Notice of Amendment to Stock Option Award
Skye Bioscience, Inc. (the “Company”) has previously granted to you certain stock options to purchase the Company’s Common Stock, as set forth in the Appendix (the “Options”) under the Company’s 2014 Omnibus Incentive Plan, as amended (the “Plan”) and the applicable Notice of Grant of Stock Option Award and the Terms and Conditions of Stock Option Award, pursuant to which the Options were granted (each, an “Agreement”). Capitalized terms not otherwise defined herein shall have the meanings ascribed thereto in the Plan and the Agreement.

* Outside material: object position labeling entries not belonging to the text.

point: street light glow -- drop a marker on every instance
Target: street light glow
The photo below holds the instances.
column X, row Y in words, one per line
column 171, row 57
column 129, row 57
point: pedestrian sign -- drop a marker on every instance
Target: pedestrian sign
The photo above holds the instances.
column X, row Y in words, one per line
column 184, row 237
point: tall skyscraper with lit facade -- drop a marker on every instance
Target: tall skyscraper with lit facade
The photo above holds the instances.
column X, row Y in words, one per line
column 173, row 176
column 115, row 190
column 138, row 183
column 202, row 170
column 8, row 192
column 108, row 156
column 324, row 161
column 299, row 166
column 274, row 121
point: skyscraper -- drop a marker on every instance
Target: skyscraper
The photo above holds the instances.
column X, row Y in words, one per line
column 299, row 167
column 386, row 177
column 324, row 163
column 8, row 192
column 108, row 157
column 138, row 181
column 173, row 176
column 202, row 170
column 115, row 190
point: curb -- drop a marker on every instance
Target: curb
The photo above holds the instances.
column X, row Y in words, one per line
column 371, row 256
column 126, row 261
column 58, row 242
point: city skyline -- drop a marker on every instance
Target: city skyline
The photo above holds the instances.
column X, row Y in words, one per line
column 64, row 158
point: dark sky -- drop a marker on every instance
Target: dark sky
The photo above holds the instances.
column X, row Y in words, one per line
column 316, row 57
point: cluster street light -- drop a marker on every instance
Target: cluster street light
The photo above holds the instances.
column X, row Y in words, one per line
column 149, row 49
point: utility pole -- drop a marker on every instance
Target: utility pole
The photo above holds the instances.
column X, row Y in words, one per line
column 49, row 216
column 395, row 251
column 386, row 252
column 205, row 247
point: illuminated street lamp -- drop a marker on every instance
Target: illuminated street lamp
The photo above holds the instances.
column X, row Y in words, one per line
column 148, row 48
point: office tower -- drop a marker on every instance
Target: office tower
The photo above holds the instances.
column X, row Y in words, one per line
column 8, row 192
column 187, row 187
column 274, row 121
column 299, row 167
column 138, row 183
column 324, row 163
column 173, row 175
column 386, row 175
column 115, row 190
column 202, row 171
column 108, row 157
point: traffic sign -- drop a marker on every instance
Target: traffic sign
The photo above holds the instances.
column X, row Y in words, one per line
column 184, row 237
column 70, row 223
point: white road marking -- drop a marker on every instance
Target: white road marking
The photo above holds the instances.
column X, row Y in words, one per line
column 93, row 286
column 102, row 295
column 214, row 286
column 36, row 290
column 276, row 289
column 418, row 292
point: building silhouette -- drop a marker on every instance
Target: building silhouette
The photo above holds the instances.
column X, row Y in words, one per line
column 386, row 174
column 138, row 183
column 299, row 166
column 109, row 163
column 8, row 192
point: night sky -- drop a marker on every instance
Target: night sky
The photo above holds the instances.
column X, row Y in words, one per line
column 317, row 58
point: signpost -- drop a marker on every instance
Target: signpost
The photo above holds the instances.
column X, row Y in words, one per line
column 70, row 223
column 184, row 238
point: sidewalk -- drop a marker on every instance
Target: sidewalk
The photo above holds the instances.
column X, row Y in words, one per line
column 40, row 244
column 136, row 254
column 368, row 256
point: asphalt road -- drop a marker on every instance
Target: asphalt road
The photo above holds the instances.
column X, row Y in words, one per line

Pursuant to Section 11.3 of the Plan, the Company hereby amends the Vesting Schedule in each Agreement by inserting the following provisions at the end of the Vesting Schedule:
“Notwithstanding anything to the contrary, any unvested Options shall become fully vested and exercisable upon a Termination of Service due to the Optionee’s death or Disability. For purposes of this Agreement, a Termination of Service based upon “Disability” means a Termination of Service by the Company based upon the Optionee’s entitlement to long-term disability benefits under the Company’s long-term disability plan or policy, as the case may be, as in effect on the date of termination; provided, however, that if the Optionee is not a participant in the Company’s long-term disability plan or policy on the date of termination, a Termination of Service shall still be considered terminated based upon the Optionee’s Disability if he or she would have been entitled to benefits under the Company’s long-term disability plan or policy had the Optionee been a participant on the date of termination.”
Except as expressly amended or modified by this letter, the terms and conditions of the Agreements shall remain in full force and effect.